После долгих поисков мне удалось найти в соседней деревне одного румына, на которого я мог бы положиться. Не без колебаний я однажды вечером раскрыл ему свою тайну. Он рассмеялся, когда я все ему рассказал, и, вместо ответа, поставил передо мной тарелку с дымящейся мамалыгой и положил на стол золотистый кукурузный початок. Мы начали действовать заодно. Румын обещал достать для меня гражданскую одежду, а я взамен предложил ему мой рваный китель, форменные брюки и — самое главное — пару валенок. Мне было известно, что в ближайшие дни нам выдадут валенки, так как многие пленные постоянно отмораживали ноги, а наша обувь, в которой нас привезли из Фокшан, находилась просто в неописуемом состоянии. Отсутствие обуви злило меня больше всего, а новые валенки содействовали бы моей удаче. Я приступил к последним приготовлениям, решив бежать в конце марта. В это время было еще холодно, но я был твердо намерен стать первым, а весна была уже близко. Возможно, мне удастся спрятаться в какой-нибудь заброшенной горной выработке и на какое-то время затаиться. Откладывать побег дальше я не хотел ни в коем случае.
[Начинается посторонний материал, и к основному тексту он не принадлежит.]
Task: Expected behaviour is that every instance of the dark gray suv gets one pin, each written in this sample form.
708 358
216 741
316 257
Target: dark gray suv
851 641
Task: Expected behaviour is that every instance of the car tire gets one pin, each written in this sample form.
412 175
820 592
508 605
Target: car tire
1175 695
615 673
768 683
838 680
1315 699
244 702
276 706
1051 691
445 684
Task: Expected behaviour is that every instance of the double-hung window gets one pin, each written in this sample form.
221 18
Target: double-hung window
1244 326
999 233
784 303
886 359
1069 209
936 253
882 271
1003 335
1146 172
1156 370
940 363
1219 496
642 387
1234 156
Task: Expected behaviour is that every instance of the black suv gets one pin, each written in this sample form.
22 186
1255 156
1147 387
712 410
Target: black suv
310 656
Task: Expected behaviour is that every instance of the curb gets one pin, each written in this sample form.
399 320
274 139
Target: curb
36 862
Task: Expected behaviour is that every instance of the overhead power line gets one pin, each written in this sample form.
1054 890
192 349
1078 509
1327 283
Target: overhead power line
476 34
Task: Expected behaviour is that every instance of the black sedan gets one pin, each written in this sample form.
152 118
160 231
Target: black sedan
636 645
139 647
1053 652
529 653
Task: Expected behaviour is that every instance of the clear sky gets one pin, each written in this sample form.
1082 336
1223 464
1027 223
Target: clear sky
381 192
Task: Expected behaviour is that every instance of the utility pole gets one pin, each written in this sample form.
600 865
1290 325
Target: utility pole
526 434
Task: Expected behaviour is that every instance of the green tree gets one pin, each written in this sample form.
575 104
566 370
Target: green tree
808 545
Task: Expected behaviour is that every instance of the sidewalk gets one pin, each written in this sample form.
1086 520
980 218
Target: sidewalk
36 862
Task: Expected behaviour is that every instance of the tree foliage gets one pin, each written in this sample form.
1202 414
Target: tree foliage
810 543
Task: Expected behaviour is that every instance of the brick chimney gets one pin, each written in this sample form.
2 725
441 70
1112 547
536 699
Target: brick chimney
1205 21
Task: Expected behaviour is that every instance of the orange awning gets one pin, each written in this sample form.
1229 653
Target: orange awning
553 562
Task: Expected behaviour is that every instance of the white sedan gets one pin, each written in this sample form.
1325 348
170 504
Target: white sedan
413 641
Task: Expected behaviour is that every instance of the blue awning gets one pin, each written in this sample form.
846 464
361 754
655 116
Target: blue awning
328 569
Теперь я принялся мучительно раздумывать, какой путь мне избрать. Думал я и о том, в какое время суток следует бежать, чтобы дать себе как можно большую фору. Время между побегом и моментом обнаружения моего отсутствия должно быть максимально большим, меня не должны хватиться сразу. Надо было продумать все мелочи. После всех этих раздумий мне в голову вдруг пришел великолепный план: нельзя идти туда, где меня, скорее всего, будут искать. Уходить надо в противоположном направлении. Нельзя было уходить по дороге через холодные горные районы, в опасную область на границах между Румынией, Венгрией, Австрией и оккупационными зонами. Этой опасности мне хотелось избежать. Там очень легко погибнуть. Это был действительно очень опасный прямой путь, полный ловушек и неожиданностей. На этом пути меня просто разорвут пущенные по следу собаки. Нет, я выберу направление, где никому не придет в голову меня искать. Надо идти в направлении Констанцы, к Черному морю, попытаться проникнуть на пароход и пересечь Средиземное море, а оттуда, если повезет, попасть в Америку. Мне надо было лишь оторваться от русских. К тому же я знал, что в Констанце сходятся многие морские пути. Самое главное — уйти от русских, тогда передо мной откроются какие-то новые возможности. Здесь, конечно, у читателя может возникнуть вопрос: а чем ты собирался все это время питаться? Этим вопросом я в то время даже не задавался, ибо тогда я бы вообще не решился на побег. Единственной моей опорой было мужество и непреклонная воля преодолеть все трудности и препятствия. Я решил бежать через один-два часа после вечерней переклички. Все уснут, и я получу фору длиной в ночь. Я был готов к побегу. Но его все же пришлось немного отложить.